With the advent of Unified Fabric, a few other Data Center Bridging (DCB) standards have been introduced.  Some of them add some elegant new features to some old tried and true network concepts;

Priority Flow Control (802.1Qbb) – Before we examine PFC, we first need to understand flow control. Flow control is a mechanism where the receiving switch stops transmission from the sending station’s other side, sending data faster. You only have to worry about this if you have a faster interface sending to a slower interface—for example, 10G to 1G. Let us look at the diagram below.

What we see is Switch 1 is sending data at a rate that Switch 2 can not handle. Switch 2’s ingress buffers are getting full at too fast a rate. Switch 2 sends a PAUSE frame to Switch 1, which looks like the following.

It will pause all the traffic, which needs to be retransmitted somehow.  In the case of TCP, this is done via TCP retransmission, but in UDP, you will lose all the packets that get paused.

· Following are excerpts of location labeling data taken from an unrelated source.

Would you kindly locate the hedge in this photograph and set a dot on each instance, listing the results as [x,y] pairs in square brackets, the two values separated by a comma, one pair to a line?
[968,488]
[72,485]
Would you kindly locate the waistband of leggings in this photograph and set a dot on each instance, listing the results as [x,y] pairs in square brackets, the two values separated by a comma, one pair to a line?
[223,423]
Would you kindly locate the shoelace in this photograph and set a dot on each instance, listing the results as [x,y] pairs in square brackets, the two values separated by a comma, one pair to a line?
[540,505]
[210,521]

What if there was a way to limit a specific CoS value from sending but allow other CoS values to send?  This is where Priority Flow Control (PFC) comes in. What Priority Flow Control does is it can pause based on CoS values. Now, you can designate CoS values never to be paused or values that will pause once they are at a certain level. Once it recovers from the pause time, the traffic for that CoS value will flow again.

The next piece of DCB is ETS or Enhanced Transmission Selection. You assign the amount of bandwidth a specific CoS class can use and give that class a certain percentage of bandwidth. Let’s say you allocate bandwidth based on the following.

CoS 3,4 and 5 are not transmitting, and CoS 2 needs to exceed 10%.  As long as the higher CoS values do not need the bandwidth, CoS 2 can borrow from CoS 3, 4, and/or 5. Once one of the higher CoS values does want to transmit data, CoS 2 must slow down to its minimum.  Now, the higher CoS value that wants to send data can start.

The next piece of DCB is DCBX, or Data Center Bridging Exchange. This utilizes LLDP and allows switches to discover each other and what their DCB capabilities are. It will allow for configuration replication between neighbors for DBC protocols so that all devices are in sync.